14 Hypothesis Testing

Confidence Intervals and Hypothesis Testing both allow us to make inferences about a population using just the sample. With this, we can predict the likelihood of population values and state confidence in our results. We have seen that the confidence interval lets us say something along the lines of: “We are pretty certain the population mean is within this interval”. Hypothesis testing will allow us to do something similar, but instead, we will be able to compare our sample value to the claimed population value.

14.1 Hypothesis Testing

To perform a hypothesis test, we first have to make a claim about the population. This is what we will call the hypothesis. The null hypothesis (written as $H_0$) means there is no difference in the data while the alternative hypothesis (written as $H_A$) indicates there is a difference in the data. For instance, if we are interested in seeing if the mean is different than 7 then our starting assumption will be $H_0: \mu= 82.3$ while the alternative hypothesis will be $H_A: \mu \neq 82.3$. Another example is the judicial system in the United States. The idea is built on the premise that all suspects are innocent unless proven guilty. So, the starting assumption is that the client is innocent and it is the prosecutor’s job to convince us otherwise. Therefore, the null hypothesis will be $H_0: \text{Innocent}$ while the alternative hypothesis will be $H_A: \text{Guilty}$.

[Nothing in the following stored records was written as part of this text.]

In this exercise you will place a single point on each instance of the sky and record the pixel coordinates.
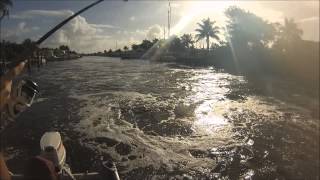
(114, 24)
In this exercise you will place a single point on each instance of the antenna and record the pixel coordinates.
(169, 19)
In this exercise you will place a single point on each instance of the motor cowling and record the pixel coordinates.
(52, 148)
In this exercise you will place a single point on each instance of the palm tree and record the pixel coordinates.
(207, 29)
(187, 40)
(290, 31)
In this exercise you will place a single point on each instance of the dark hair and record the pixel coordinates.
(39, 168)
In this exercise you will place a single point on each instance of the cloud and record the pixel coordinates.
(80, 36)
(19, 32)
(29, 14)
(104, 26)
(314, 18)
(132, 18)
(154, 31)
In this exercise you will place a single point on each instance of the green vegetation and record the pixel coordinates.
(207, 30)
(253, 47)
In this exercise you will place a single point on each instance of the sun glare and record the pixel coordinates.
(199, 9)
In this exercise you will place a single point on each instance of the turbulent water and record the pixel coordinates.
(162, 121)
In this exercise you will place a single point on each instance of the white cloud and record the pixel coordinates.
(104, 26)
(17, 33)
(29, 14)
(154, 31)
(132, 18)
(80, 36)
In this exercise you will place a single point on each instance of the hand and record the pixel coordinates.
(6, 84)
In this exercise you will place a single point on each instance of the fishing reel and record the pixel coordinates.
(22, 97)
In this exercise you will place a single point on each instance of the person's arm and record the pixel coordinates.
(4, 172)
(5, 92)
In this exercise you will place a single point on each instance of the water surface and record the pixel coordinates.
(161, 120)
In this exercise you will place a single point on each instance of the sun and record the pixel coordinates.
(194, 9)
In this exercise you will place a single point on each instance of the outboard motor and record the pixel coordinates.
(23, 95)
(52, 149)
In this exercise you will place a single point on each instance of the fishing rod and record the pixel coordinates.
(57, 27)
(34, 46)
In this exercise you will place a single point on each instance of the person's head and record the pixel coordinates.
(39, 168)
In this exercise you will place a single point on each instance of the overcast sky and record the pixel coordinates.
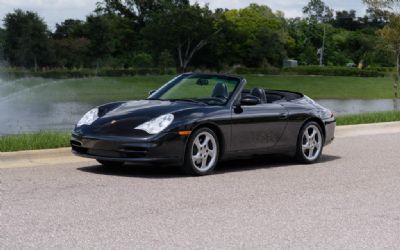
(55, 11)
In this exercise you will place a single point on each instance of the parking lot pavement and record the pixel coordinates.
(350, 200)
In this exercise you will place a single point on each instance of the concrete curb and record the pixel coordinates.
(53, 157)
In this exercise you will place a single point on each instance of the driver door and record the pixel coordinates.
(257, 127)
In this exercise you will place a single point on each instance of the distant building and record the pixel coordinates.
(290, 63)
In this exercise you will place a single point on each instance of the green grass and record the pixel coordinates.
(328, 87)
(42, 140)
(99, 90)
(389, 116)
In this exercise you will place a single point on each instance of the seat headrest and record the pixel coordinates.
(260, 93)
(220, 91)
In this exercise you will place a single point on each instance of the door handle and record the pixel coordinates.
(283, 116)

It is vital to realize that there are only 2 conclusions we can make in hypothesis testing. The first is that we can reject the null hypothesis in favor of the alternative hypothesis and the second is that we can fail to reject the null hypothesis. Failing to reject the null hypothesis means that there is no evidence to suggest the initial claim is wrong. What we can never do though is to accept the null hypothesis. Going back to our court example might help us realize this. When the jury comes back after deliberations they either proclaim the defendant is guilty (they have rejected the null hypothesis and said that there is enough evidence to say they are not innocent) or the defendant is not guilty (they have failed to reject the null hypothesis and said they do not have enough evidence to say the defendant is guilty). What they do not do is accept the null hypothesis, that is they do not proclaim the defendant innocent (as they can never be 100% sure), all they can do is say that enough evidence has been produced to show them guilty or enough evidence has not been produced to show them guilty.

The way we will do hypothesis testing is similar to confidence intervals, and they are both interconnected. Let’s look at a normal distribution centered around the population mean (which is usually the null hypothesis). We know from the previous sections that if we take a bunch of samples from the population, $95\%$ of the sample means will fall in the “white” region while $5\%$ of the sample means will fall in the “blue” region. If our sample mean falls in the “blue” region and is far away from the population mean, we will usually pause and question whether our sample actually came from the same population or not, as it is unlikely to be far away from $\mu$. We could just have an unlucky sample, as it does fall in the blue region $5\%$ of the time though.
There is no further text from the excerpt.